The real world is not simple, constraints (consequences) exist, and central banks are not perpetual motion machines. Serious inflation and hyperinflation has visited central banks in Israel, Zimbabwe, and Germany (among others) which thought excessive printing was the answer. Devaluation and flight to quality accompanies excessive printing by central banks. Open market operations are the mechanism by which central banks use assets such as special drawing rights, government bonds, foreign currency, and gold to increase or decrease the amount of base money in the system. The quality and quantity of central bank assets in Europe are a concern in many quarters, keeping in mind that while the European Central Bank is in charge of Euro policy, nations participating within the 17 member Eurozone each have their own central bank. The ECB has mechanisms to encourage, regulate, and protect itself from the Eurozone financal system.

As unemployment spreads across Southern Europe we see the amount of private savings deposits decrease and the number of non-performing private and corporate loans increase, which leads to bank failures at a certain point.
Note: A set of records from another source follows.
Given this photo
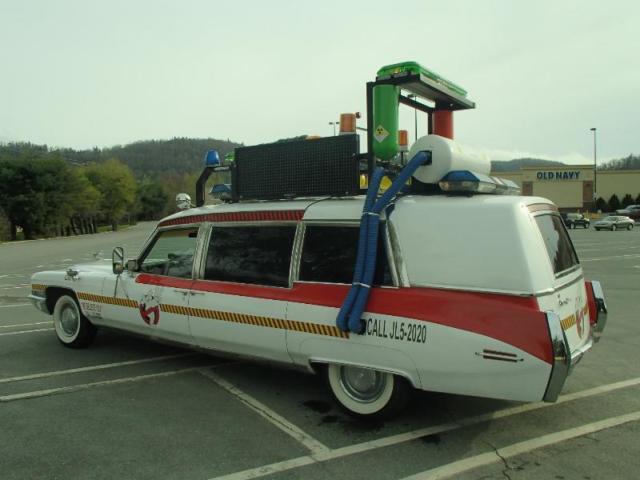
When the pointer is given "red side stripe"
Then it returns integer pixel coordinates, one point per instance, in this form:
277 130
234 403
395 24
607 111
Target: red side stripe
514 320
266 216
Banks are then nationalized, broken up, and sold to save the system since many are TBTF and associated losses are socialized via higher taxes. Tax revenue, however, is also adversely affected by unemployment. State cost and revenue structures become dangerously unbalanced and nations, like Greece, default on their obligations and harm their societies. Since South and North are interconnected via economics (even if the EU and Eurozone dissolve), contagion spreads.
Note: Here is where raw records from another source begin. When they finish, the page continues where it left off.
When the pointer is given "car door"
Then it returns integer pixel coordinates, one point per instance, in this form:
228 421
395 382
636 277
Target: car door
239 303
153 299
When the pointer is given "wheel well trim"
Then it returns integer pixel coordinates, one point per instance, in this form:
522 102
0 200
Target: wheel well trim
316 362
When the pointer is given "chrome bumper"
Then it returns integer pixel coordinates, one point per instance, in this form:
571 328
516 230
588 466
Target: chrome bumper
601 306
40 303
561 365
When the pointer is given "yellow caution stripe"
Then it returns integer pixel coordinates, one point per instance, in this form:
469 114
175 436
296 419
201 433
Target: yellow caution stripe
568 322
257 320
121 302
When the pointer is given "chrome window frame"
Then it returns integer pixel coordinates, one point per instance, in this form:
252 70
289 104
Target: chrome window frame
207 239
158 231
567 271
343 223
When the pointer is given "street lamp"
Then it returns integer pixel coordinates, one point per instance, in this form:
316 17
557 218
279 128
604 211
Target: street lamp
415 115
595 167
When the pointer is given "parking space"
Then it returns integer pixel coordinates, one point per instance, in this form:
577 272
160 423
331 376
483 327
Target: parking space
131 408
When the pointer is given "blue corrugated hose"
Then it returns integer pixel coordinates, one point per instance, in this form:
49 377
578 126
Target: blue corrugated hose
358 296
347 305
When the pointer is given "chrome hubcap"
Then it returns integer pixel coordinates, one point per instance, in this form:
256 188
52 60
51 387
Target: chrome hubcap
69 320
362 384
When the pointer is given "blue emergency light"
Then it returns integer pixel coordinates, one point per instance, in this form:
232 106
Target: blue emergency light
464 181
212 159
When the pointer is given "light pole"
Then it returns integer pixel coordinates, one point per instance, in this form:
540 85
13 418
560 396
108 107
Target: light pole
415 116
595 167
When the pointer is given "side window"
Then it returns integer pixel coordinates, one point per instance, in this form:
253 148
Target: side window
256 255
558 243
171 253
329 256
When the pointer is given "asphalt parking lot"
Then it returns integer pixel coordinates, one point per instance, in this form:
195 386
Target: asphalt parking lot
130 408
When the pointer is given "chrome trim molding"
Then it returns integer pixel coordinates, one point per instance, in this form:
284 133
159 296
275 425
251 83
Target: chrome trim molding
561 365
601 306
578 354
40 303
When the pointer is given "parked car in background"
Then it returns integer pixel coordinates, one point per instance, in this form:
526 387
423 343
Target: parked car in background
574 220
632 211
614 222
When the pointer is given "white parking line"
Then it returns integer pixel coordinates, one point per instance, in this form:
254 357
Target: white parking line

IMO this financial crisis writ large is a turning point for Europe. Very broad brush, the continuum as i see it, ranges from Peace to War via the political continuum of Federalism to Fragmentary Nationalism. The failure of the Holy Roman Empire and the resultant history may be worth consideration...although it is noteworthy that military expenditures within Europe are very low while educational standards are very high this time around.

We will probably see a bit more movement after the upcoming Greek elections and after the next meeting (at least 18 so far according to some reports) of senior Eurozone members on this crisis...if the bank runs don't overtake the political process.

Bottom line, craven politicians eventually have to make hard choices because central banks are not magical institutions that can fix all societal ills by endless printing.